What’s the real Toschi like?
“He’s a real guy and I feel like I owe it to him to be as honest about who he was and what it cost him and what he went through as I can for the movie. And that’s basically what I said to him when I went to meet him. He’s like: ‘I just don’t know why you’re here to talk to me’. And I said ‘I’m here because I want to honour you, man. I want try and be as honest about your life as I possibly can in the context of this film.’ I had to say to him four or five times but after a couple of hours he was very open and you know you spend a couple of days with somebody and they start to trust you and then they reveal themselves to you more and more.”
His character’s been played before in movies. If I’m not mistaken Steve McQueen in Bullet was based on him.
“Yeah, he had a pop culture sort of iconoclastic career too. He’s been in front of the cameras. He told me the story about that. He’s like, ‘Oh by the way, he didn’t base his character on me. He saw me getting coffee one day and I had my holster on and he just walked over and said ‘Where did you get that holster?’ and that’s really as far as it goes’. But then he brings in his pictures of him and Steve McQueen and Michael Douglas.”
Could you relate to the obsessive nature of his character?
“I’ve been doing this for 20 something years and you have to be a little obsessed I think to keep going. I don’t have that kind of obsession. I guess I do in my acting and what I want and what I’d like my career to look like and all that and I keep hammering at it and this was like a career defining moment for him. And actually when it all blew up in his face it destroyed him and his family.”

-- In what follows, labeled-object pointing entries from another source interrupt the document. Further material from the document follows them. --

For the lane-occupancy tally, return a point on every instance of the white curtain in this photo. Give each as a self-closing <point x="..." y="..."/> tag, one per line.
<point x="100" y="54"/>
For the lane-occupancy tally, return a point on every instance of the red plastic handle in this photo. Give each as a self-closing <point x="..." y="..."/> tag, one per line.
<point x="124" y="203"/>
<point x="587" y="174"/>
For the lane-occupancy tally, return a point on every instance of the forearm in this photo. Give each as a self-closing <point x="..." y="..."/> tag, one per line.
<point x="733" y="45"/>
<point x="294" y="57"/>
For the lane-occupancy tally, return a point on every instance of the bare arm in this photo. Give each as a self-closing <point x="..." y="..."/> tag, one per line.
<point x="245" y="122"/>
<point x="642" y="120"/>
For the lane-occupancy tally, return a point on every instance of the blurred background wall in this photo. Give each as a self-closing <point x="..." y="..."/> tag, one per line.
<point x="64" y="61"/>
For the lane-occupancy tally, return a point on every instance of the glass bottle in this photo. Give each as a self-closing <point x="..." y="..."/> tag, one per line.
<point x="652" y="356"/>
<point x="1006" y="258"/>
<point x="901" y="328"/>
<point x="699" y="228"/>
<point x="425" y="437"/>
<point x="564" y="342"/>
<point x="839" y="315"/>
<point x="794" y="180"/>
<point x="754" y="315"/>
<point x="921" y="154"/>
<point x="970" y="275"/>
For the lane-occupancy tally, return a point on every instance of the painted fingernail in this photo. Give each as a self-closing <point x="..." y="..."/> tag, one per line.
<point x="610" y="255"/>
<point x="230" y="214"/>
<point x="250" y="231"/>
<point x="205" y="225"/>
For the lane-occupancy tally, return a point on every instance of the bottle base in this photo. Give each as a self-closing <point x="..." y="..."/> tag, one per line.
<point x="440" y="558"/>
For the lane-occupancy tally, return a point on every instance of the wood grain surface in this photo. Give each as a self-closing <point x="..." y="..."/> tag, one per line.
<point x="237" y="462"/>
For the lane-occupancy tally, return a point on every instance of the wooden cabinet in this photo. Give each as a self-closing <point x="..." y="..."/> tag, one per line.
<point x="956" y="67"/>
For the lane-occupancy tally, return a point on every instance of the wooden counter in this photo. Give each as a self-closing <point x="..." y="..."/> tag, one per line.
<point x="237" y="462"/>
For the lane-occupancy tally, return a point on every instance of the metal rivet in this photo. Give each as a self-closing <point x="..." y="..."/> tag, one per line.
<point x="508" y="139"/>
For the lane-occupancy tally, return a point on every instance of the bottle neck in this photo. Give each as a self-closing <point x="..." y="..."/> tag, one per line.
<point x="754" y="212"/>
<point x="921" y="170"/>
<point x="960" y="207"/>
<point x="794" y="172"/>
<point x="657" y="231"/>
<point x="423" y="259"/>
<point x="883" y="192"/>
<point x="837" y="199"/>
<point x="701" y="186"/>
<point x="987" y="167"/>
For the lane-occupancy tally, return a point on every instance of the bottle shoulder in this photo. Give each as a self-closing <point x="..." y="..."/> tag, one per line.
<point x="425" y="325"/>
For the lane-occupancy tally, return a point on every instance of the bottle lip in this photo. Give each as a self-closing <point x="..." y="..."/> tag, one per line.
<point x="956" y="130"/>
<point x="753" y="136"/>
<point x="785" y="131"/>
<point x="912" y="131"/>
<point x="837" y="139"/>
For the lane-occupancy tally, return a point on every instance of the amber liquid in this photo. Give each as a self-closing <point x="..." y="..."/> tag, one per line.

Why did you take this role?
“The first thing was that David Fincher rang and I’d always liked to work with him. And then I pretty much go by the material. I mean that’s pretty much first and foremost. Then I read it and I just thought there’s a whole metaphorical side to this movie about where we are in the world today and about the way we treat evidence and law and presumptions and so that also struck me as well. Sociologically where we are today in the world because of a lot of presumptions, because we didn’t follow the letter of the law in evidence, because we weren’t as thorough maybe as some of these cops were back then. And so there was that aspect of it too. There was the metaphorical aspect as an artist. And then there’s me just playing this guy, this real guy that really took this journey. And I saw a picture of him and I was like ‘I have never played that. I have never played that guy’. So that was another thing.”

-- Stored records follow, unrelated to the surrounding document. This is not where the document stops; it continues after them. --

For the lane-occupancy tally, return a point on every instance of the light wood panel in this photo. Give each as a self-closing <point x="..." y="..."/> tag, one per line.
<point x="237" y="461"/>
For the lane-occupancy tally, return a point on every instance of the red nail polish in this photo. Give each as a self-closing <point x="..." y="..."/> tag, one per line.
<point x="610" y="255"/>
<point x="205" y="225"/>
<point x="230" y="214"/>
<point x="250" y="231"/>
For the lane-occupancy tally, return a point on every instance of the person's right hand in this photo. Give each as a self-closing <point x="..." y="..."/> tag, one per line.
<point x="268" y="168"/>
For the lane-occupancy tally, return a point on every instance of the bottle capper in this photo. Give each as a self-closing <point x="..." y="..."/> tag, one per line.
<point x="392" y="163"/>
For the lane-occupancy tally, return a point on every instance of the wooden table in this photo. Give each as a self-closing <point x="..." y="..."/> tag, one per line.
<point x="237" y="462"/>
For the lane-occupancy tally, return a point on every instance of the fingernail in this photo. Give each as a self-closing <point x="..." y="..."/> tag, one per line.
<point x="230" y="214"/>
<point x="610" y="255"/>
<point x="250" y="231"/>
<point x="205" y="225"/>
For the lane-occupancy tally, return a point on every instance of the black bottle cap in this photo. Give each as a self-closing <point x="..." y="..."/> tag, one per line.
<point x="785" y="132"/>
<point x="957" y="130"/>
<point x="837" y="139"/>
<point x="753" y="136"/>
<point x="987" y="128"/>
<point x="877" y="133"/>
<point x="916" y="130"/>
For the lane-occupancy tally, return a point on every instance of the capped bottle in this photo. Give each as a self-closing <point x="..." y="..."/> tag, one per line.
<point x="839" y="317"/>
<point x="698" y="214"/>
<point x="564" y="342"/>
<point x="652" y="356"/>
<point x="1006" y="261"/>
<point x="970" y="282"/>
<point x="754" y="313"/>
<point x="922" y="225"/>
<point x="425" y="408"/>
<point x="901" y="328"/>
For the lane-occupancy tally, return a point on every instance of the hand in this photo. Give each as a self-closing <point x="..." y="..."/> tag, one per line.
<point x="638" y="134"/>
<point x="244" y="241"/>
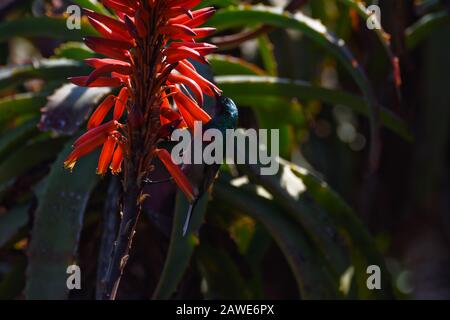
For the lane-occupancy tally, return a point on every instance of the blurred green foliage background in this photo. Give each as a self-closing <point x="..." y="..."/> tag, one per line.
<point x="309" y="68"/>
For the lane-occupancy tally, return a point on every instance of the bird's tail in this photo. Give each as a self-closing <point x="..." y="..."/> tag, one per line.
<point x="188" y="216"/>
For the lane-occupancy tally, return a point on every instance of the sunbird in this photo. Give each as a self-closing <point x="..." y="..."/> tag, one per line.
<point x="201" y="176"/>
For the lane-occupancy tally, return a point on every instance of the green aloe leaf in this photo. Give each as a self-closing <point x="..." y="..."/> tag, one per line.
<point x="426" y="25"/>
<point x="228" y="65"/>
<point x="180" y="248"/>
<point x="362" y="11"/>
<point x="364" y="251"/>
<point x="35" y="153"/>
<point x="74" y="51"/>
<point x="243" y="87"/>
<point x="11" y="222"/>
<point x="266" y="50"/>
<point x="55" y="28"/>
<point x="68" y="107"/>
<point x="213" y="264"/>
<point x="93" y="5"/>
<point x="15" y="137"/>
<point x="62" y="202"/>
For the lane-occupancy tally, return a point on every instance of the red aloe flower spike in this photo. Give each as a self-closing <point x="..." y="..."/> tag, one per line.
<point x="178" y="11"/>
<point x="106" y="70"/>
<point x="116" y="44"/>
<point x="199" y="17"/>
<point x="203" y="32"/>
<point x="116" y="163"/>
<point x="106" y="155"/>
<point x="201" y="47"/>
<point x="99" y="82"/>
<point x="100" y="113"/>
<point x="83" y="149"/>
<point x="139" y="20"/>
<point x="121" y="103"/>
<point x="146" y="46"/>
<point x="176" y="78"/>
<point x="183" y="3"/>
<point x="180" y="178"/>
<point x="182" y="53"/>
<point x="102" y="130"/>
<point x="177" y="31"/>
<point x="107" y="50"/>
<point x="97" y="63"/>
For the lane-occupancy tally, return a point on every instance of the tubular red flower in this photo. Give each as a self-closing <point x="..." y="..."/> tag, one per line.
<point x="194" y="110"/>
<point x="116" y="163"/>
<point x="102" y="130"/>
<point x="100" y="113"/>
<point x="118" y="28"/>
<point x="177" y="78"/>
<point x="191" y="73"/>
<point x="106" y="155"/>
<point x="121" y="103"/>
<point x="99" y="82"/>
<point x="82" y="149"/>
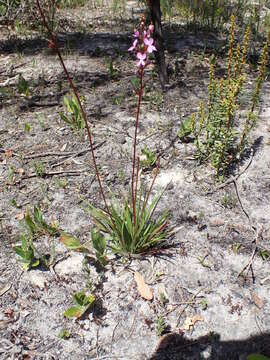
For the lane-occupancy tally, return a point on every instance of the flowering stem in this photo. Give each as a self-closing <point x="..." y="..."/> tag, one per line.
<point x="53" y="44"/>
<point x="135" y="145"/>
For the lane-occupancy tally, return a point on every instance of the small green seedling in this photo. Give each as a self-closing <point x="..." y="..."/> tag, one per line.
<point x="13" y="202"/>
<point x="36" y="226"/>
<point x="98" y="241"/>
<point x="112" y="71"/>
<point x="149" y="158"/>
<point x="265" y="254"/>
<point x="26" y="252"/>
<point x="39" y="168"/>
<point x="27" y="127"/>
<point x="73" y="115"/>
<point x="204" y="304"/>
<point x="257" y="357"/>
<point x="11" y="172"/>
<point x="160" y="326"/>
<point x="186" y="129"/>
<point x="23" y="86"/>
<point x="64" y="334"/>
<point x="99" y="244"/>
<point x="82" y="303"/>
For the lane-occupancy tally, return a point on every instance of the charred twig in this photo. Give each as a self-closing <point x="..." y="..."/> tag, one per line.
<point x="234" y="178"/>
<point x="187" y="305"/>
<point x="79" y="153"/>
<point x="47" y="174"/>
<point x="248" y="266"/>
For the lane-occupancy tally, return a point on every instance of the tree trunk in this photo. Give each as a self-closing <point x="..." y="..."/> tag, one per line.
<point x="154" y="7"/>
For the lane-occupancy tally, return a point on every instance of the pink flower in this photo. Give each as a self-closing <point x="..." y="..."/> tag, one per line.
<point x="151" y="28"/>
<point x="133" y="47"/>
<point x="141" y="59"/>
<point x="149" y="43"/>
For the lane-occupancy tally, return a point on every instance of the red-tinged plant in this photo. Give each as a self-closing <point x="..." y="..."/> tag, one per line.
<point x="129" y="223"/>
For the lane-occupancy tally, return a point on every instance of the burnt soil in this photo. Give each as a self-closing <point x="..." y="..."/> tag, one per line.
<point x="216" y="227"/>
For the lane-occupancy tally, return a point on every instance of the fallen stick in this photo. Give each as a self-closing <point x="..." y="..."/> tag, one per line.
<point x="46" y="174"/>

Do you see this movie getting under your skin?
“It’s like the perfect snake eating its own tail. Fincher, who became obsessed with this case makes a movie about obsession – about people’s obsession about the case. It just keeps going around and around and around. Fincher, when he’s working on something, becomes obsessed with it. He wants to know every little detail about it. He is so detailed oriented. Only because he doesn’t want to be the guy who shows up and knows less than anybody else there. He is an incredibly conscientious filmmaker. But he steeped himself in this material. He steeped himself. I mean we probably came closer to solving this case than anybody has. I mean, we had the resources, we had the people, we had the technology. I mean we’ve been able to do stuff with … he’ll talk to these cops and they’ll say ‘I never knew that’. He’ll spit out pieces and they’re like ‘I never knew that’ – guys that worked on this case, whose whole life was this case.”
What are you doing next?
“I’m hanging out with my kids.”
Zodiac is currently playing in local cinemas.